À l'animateur qui lui demandait de commenter l'affiche d' "Intouchables" (pour rappel, le grand black, Omar Sy, et le tétraplégique en fauteuil roulant, François Cluzet), il a filé la métaphore scandaleuse : "La France, c'est l'infirme qui se trouve dans le fauteuil et il va falloir tabler sur l'aide que vont nous apporter les jeunes de banlieue et l'immigration en général (...) Je ne souscris pas du tout à cette manière de voir. Ce serait dramatique si la France était dans l'état de ce malheureux handicapé !"
Alors, d'accord, il y avait sans doute de la provocation de la part du journaliste, le désir de faire le buzz. Mais Jean-Marie Le Pen a saisi sans hésitation la perche qui lui était ainsi tendue pour détourner le sens d'une affiche au profit de la haine et de la désignation de boucs émissaires.
Car il faut avoir l'esprit sacrément tordu, un sens politique machiavélique pour déformer ainsi une image censée, au contraire, rapprocher les classes sociales et les races dans un monde idéal (certains diront "de bisounours"), et en faire la métaphore d'une France qui serait affaiblie, à terre, humiliée voire écrasée par son immigration symbolisée par un "black" des cités !
Une image de paix transformée en image de haine
J'ai fait partie des premiers à dénoncer ce que j'appellerais "la supercherie d' 'Intouchables' ", cette tentative de nous présenter un monde réinventé dans lequel les préjugés auraient disparu, à l'égard des handicapés, des immigrés, des étrangers, des riches, des pauvres, des banlieues et des quartiers "rupins". Mais si "Intouchables", je le répète, ne saurait effacer la réalité d'une certaine lutte des classes en France, d'une confrontation assez violente des opinions, des cultures et des préjugés, il ne faut pas pour autant s'en servir pour nourrir la haine de l'autre !

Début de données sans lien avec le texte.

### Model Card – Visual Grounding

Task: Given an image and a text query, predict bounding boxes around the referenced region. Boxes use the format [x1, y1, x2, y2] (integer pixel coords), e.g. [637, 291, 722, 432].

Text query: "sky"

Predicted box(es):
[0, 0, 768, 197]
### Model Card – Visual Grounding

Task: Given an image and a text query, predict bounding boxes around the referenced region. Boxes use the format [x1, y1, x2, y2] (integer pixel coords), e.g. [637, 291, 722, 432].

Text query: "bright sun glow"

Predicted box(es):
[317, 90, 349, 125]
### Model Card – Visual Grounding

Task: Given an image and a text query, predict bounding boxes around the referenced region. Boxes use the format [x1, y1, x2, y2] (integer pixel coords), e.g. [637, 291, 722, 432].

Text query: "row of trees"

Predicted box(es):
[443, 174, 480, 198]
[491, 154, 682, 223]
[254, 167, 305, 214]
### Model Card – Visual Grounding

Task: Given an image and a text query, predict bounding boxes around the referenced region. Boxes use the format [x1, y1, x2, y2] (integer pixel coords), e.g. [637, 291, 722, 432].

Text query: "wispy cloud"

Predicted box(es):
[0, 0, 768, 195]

Contrairement à ce que prétend ce film qui nous rassure, je ne pense pas que nous nous aimerions les uns les autres sans aucune distinction, bref, que l'homme serait bon et tolérant à l'égard de son prochain. Mais je ne crois pas pour autant que la France serait fissurée dans tous les sens, comme le rabâche Le Pen, et que l'immigration aurait joué un rôle décisif dans ces fractures.
Sa dernière blague sur Strauss-Kahn, un nouveau calembour douteux
J'ai d'ailleurs la conviction que Jean-Marie Le Pen n'est pas allé voir ce long métrage. Il se contente alors, avec sa ruse et son habituelle mauvaise foi, de détourner au profit de ses idées scandaleuses, au nom d'un combat qu'il mène depuis cinquante ans et qui nourrit la haine et la méfiance pour tous ceux qui sont différents, l'image de l'affiche qui se voulait symbole de la paix entre les Français de toutes origines.

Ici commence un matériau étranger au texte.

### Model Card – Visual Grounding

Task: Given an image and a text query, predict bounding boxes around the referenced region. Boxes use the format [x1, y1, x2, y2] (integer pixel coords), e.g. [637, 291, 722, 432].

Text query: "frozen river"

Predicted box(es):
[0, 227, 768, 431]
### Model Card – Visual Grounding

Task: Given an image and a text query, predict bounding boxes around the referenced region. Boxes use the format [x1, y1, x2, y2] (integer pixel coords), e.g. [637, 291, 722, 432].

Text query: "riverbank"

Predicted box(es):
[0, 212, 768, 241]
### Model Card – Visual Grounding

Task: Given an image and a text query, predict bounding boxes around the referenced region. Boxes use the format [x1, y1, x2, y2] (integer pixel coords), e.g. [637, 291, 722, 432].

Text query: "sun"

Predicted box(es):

Voilà donc que le grand "black des banlieues" dominerait le petit blanc malade et l'asservirait, voire le harcèlerait, bref il se vengerait de toutes les humiliations qu'auraient fait subir aux siens les Français de souche !
Jean-Marie Le Pen est passé maître dans l'art de cacher sous des traits d'humour des idées destinées à conforter les sympathisants et les militants du Front national dans leur haine des autres et leur repli sur soi. L'ancien patron du FN n'en est d'ailleurs pas à un détournement près. Toute sa carrière politique a été émaillée de ses saillies honteuses.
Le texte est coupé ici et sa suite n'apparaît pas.